I have a decade of experience standing in front of people talking about things I really believe in, articulating and explaining them. That has been a highly transferable skill. I learned at the university you could always take one step forward and do what you want if it coordinates with other people. But if you want to take steps two and three, you’d better make sure everyone is onboard. I learned that in this job and then some. You can’t go forward unless you have people with you. Also, an area I had studied and was very involved with was strategic decision making. What we do with any kind of community work is not just think how do we get what we want right now but rather take a longer approach.
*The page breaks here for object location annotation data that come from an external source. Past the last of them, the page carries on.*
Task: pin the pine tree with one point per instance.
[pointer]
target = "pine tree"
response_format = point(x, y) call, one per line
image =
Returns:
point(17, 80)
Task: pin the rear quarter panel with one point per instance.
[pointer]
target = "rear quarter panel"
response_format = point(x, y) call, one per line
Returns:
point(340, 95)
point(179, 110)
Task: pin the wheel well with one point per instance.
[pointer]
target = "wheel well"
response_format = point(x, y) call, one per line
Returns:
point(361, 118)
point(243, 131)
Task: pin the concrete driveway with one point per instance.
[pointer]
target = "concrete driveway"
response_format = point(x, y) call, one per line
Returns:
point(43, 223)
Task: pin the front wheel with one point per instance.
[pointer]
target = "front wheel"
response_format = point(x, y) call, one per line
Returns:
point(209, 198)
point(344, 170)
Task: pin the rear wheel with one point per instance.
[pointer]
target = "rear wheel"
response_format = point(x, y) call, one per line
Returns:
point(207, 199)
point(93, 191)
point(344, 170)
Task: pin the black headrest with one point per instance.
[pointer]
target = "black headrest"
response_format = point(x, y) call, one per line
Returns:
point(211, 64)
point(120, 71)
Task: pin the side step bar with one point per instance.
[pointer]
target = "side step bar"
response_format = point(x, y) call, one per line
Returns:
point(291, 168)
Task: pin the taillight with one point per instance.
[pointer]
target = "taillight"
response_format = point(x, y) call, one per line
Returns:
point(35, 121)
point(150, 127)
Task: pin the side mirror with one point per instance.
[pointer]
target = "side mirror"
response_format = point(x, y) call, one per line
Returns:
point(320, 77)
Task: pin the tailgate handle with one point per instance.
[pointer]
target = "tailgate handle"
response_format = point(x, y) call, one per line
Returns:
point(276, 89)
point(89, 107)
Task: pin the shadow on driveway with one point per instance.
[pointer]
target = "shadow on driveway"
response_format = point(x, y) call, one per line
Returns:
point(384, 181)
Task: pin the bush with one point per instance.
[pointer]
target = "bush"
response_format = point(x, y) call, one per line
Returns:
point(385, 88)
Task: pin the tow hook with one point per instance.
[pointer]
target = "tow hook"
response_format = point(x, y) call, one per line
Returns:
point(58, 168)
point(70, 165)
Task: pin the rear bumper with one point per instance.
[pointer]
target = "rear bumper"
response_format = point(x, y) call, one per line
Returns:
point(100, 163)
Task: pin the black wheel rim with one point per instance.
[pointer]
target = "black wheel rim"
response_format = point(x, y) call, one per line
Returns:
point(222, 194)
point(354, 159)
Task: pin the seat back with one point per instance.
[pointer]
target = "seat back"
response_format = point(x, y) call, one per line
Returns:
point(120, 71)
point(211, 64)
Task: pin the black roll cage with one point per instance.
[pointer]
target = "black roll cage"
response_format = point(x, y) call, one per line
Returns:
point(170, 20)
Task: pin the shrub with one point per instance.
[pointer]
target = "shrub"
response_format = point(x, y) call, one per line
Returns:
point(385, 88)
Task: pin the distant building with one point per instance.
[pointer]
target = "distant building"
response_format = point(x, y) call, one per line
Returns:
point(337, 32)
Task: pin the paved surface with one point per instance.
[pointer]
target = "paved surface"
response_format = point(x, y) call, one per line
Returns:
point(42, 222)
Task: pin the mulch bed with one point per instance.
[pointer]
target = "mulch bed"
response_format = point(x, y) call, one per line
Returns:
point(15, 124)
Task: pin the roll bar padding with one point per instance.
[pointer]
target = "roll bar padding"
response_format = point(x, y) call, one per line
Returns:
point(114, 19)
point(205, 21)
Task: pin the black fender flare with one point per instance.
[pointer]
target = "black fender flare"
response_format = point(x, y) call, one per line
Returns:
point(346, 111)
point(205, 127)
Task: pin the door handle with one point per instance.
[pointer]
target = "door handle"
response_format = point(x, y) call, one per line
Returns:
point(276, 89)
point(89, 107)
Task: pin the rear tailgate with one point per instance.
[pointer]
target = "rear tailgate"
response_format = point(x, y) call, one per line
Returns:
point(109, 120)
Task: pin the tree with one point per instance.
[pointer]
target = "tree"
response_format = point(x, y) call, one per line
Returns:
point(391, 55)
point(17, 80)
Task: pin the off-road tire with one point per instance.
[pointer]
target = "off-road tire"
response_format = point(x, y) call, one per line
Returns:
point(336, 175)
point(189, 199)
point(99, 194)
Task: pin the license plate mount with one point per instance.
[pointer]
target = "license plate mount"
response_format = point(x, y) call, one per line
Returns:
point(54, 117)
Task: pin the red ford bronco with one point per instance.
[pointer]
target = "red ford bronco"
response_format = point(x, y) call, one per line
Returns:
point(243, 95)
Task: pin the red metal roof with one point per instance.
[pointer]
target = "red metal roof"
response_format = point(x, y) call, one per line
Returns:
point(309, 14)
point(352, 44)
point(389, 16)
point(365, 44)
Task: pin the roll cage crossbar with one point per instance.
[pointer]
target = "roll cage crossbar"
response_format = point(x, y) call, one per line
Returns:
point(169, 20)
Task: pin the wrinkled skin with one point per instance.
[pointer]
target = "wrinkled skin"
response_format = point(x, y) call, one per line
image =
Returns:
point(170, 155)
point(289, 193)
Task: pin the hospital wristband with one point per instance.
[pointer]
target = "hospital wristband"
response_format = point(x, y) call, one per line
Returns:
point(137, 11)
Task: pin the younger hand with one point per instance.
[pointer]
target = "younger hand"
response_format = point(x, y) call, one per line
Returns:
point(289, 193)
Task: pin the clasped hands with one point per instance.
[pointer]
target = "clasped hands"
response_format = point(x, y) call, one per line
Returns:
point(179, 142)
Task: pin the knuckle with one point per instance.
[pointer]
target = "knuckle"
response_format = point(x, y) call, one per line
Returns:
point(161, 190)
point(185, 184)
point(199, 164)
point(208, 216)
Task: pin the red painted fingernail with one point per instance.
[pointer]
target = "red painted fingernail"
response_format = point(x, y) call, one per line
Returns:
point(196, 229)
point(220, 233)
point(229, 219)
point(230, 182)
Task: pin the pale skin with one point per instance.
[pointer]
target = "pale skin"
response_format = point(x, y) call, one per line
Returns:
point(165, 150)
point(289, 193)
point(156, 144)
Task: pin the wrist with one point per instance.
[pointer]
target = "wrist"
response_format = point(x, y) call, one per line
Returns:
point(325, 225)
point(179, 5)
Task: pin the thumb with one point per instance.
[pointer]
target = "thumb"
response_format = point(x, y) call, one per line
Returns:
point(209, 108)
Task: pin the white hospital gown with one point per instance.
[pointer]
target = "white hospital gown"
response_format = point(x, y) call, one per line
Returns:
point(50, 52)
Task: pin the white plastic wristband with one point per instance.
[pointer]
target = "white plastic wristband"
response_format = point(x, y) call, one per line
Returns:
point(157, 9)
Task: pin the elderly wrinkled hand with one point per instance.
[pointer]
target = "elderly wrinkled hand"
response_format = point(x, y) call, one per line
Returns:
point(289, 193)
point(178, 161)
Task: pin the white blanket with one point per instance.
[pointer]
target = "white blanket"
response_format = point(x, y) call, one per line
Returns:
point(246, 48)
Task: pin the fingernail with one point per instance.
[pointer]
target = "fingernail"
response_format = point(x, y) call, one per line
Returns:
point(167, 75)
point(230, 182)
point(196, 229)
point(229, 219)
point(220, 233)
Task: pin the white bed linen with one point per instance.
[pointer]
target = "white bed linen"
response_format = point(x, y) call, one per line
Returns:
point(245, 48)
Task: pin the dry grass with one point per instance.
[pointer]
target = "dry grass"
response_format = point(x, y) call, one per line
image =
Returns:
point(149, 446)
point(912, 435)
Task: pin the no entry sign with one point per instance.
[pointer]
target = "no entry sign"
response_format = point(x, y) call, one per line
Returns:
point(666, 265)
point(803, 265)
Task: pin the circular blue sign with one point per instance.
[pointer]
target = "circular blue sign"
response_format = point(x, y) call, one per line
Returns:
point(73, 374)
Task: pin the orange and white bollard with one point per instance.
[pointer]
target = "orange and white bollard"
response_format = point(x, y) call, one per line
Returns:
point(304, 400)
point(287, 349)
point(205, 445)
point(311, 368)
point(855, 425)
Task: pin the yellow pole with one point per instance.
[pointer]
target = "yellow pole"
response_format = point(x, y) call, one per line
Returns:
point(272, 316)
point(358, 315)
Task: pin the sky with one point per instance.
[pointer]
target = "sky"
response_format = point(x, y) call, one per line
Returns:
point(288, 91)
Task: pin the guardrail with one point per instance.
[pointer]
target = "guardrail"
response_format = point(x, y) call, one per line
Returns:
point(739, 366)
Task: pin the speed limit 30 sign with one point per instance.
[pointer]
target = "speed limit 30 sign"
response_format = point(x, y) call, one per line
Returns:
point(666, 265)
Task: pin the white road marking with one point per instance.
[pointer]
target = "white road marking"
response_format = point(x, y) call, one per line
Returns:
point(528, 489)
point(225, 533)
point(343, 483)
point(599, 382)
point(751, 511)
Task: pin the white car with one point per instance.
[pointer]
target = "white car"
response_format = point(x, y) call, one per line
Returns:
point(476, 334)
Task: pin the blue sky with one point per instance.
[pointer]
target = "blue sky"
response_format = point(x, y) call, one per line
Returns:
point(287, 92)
There’s been a lot of discussion about whether or not you focus on the small things or whether you’re in it for the whole game. Coming in here and putting that in practice has been really terrific. 

As for my past expertise not helping me, let’s just say the freneticness, the non-stop nature of everything, has been a cultural shift. But it’s been exhilarating.

Look ahead 10 years, and tell me how you think the Jewish community will look similar to and different from what we see today?

So much of it depends upon on the economic growth of the region. There is no way around it. If the economic growth goes in the direction I believe it has turned and is now heading, it is a very bright future for the St. Louis Jewish community because it’s a very bright future for St. Louis. It’s one in which we find our niche growing in the tech and innovative space, particularly in biotech area and plant sciences. We have competitive advantages. I think we have to be very sensitive to the fact that we may have lost a generation, that’s a demographic question we will see with this study. If we have, the need that concerns me most is that of orphaned seniors — those people who are 60 and above and are approaching their senior years without their children in town. It’s not necessarily that they are financially strapped right now but with life expectancy growing and without the kind of informal support of a kid who drops by for coffee or dinner or takes their parent to a movie or theater you lose something in quality of life. Even if we get an influx or more people to stay in the community now, we have a population here that is likely without their kids in town and we need to be very sensitive to that. 

Do you miss academia and teaching? 

I feel like every day that I come to work I am teaching and explaining things. 

Your two-year leave of absence with Washington University will be up in a year. What can we expect a year from now – will you return to your job as a political science professor there, will you resign from the university to stay in your job as Federation CEO and President or will you look to extend your leave with the university?

I’d love to extend my leave at the university for another 20 years. I am really thriving in this job. I find coming to work exciting and challenging. I find the work we do holy and in service to others. It’s exactly the kind of work I wanted to do in my life right now. Whether I stay here or not is not in my own hands. I’m here in service to the community and at the will of the board and board chair. It has been a joy and a pleasure. You asked me before what was the most unexpected thing. Before I coming here I was told beware of your lay leadership, this was from people far away, who didn’t know the community. The single greatest gift I have had is the support in the sense of honest feedback, both positive and negative, and their dedication to me in supporting the community. It has been a learning experience of the very best kind.

Is there a scenario that would make you consider leaving?

If I came to view that I was being detrimental or harming the community. 

How has the job been on your family? 

Really good overall.  The upside is that my kids see me engaged in service to other people. Whereas before I studied justice and human rights, now seeing me do this is much more tangible and I think has had a profound influence on them. The job has demanded more time away from home. I’m sorry about that except that they were both at the end of high school (daughter Emma is now a college freshman, son Hoben is a high school senior) so the timing was good.